Thursday 20 March 2008

Page 7.
We all traipsed into the foyer, out of which I was ushered whilst the rest of the family went shopping and I was glad that I wasn't with them because Cities terrified me, they still do. All those people charging around like panicked beasts, all that noise, that dirt. I am strictly a small town boy and want to stay that way.
Inside the centre I was weighed, slightly over weight, the story of my life, I had to fill my lungs with air and exhale several times, look at coloured lights until they disappeared, have my hearing tested, my teeth (lots of tut-tutting about them), and do all kinds of other tests which seemed to take hours. Then it was over and I was returned to the foyer, where I found my family nervously sitting on a bench. Mam didn't seem to be very pleased about the fact that I was in glowing health.
That would be at the very end of July, or the beginning of August, because we had broken up from school and I said my goodbyes to everyone who mattered, which was no-one really, because my best friend, Selwyn, was coming with me and I was never very popular with the girls in my class.

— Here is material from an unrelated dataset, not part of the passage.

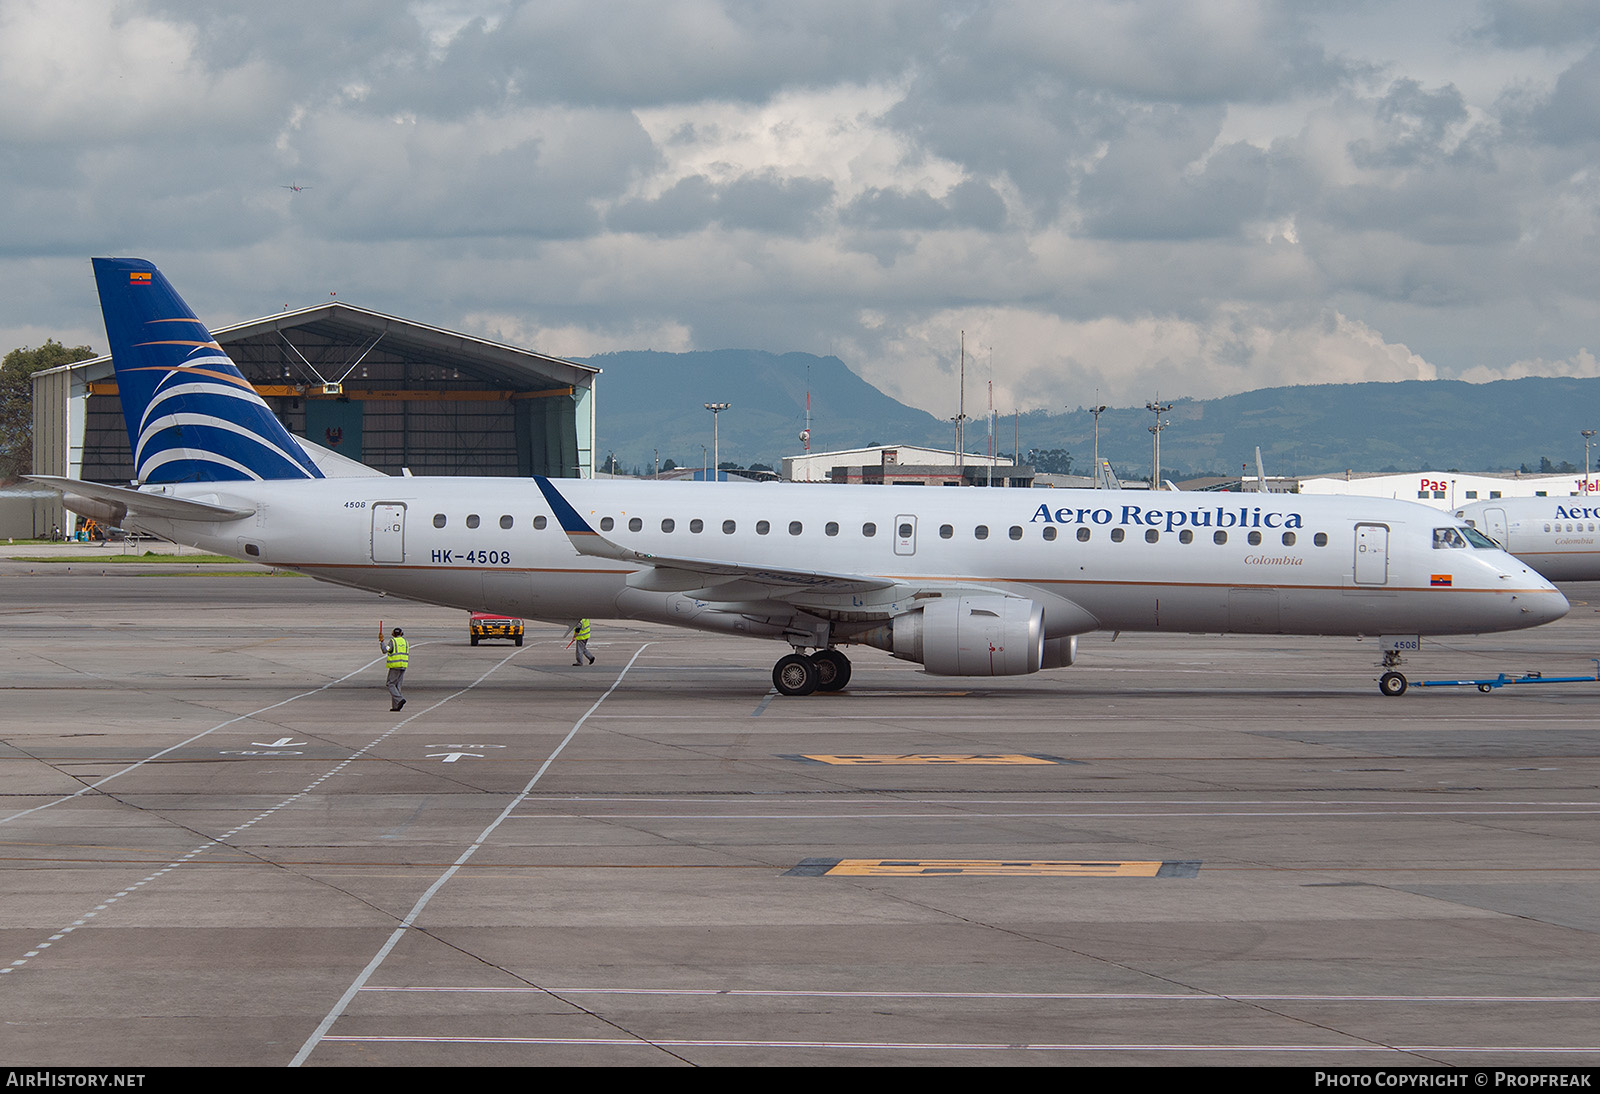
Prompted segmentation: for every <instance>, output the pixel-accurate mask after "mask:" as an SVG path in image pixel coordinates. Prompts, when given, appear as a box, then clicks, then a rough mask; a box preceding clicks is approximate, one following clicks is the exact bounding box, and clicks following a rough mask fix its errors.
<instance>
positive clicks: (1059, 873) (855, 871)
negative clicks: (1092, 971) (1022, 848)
mask: <svg viewBox="0 0 1600 1094" xmlns="http://www.w3.org/2000/svg"><path fill="white" fill-rule="evenodd" d="M1198 873H1200V862H1198V860H1186V859H1179V860H1173V862H1094V860H1075V862H1069V860H1062V859H806V860H805V862H802V864H800V865H797V867H795V868H794V870H789V872H786V873H784V876H790V878H846V876H848V878H947V876H968V878H997V876H1000V878H1005V876H1011V878H1192V876H1195V875H1198Z"/></svg>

About ten days later I received another letter. Joining papers, in fact. Telling me I was to report to the Liverpool Recruitment Centre on the 31st August for transportation to H.M.S. Ganges on 1st September. The 31st was the day after Mam's forty-first birthday. It was not good timing. Not that I gave the date a second thought. I was so thrilled to be asked to join, it was the first ambition I had every had that I had accomplished (I never expected to pass the scholarship, so that was a surprise, and I only took up swimming because Auntie Ada said I needed to do something other than sit in the house and read and draw all day, no-one was expecting anything to come from that). I was going to be a sailor. A member of the Royal Navy. Mission accomplished.
I hadn't seen Selwyn since we'd broken up from school, and I didn't have his address to write. He was, after all, only my school best mate. At home I had cousin Glyn and Gatehouse brothers who I knocked around with all the time. And the members of the Swimming Club, of course. But I expected to see Selwyn on the 31st at Liverpool. Our adventure was about to begin.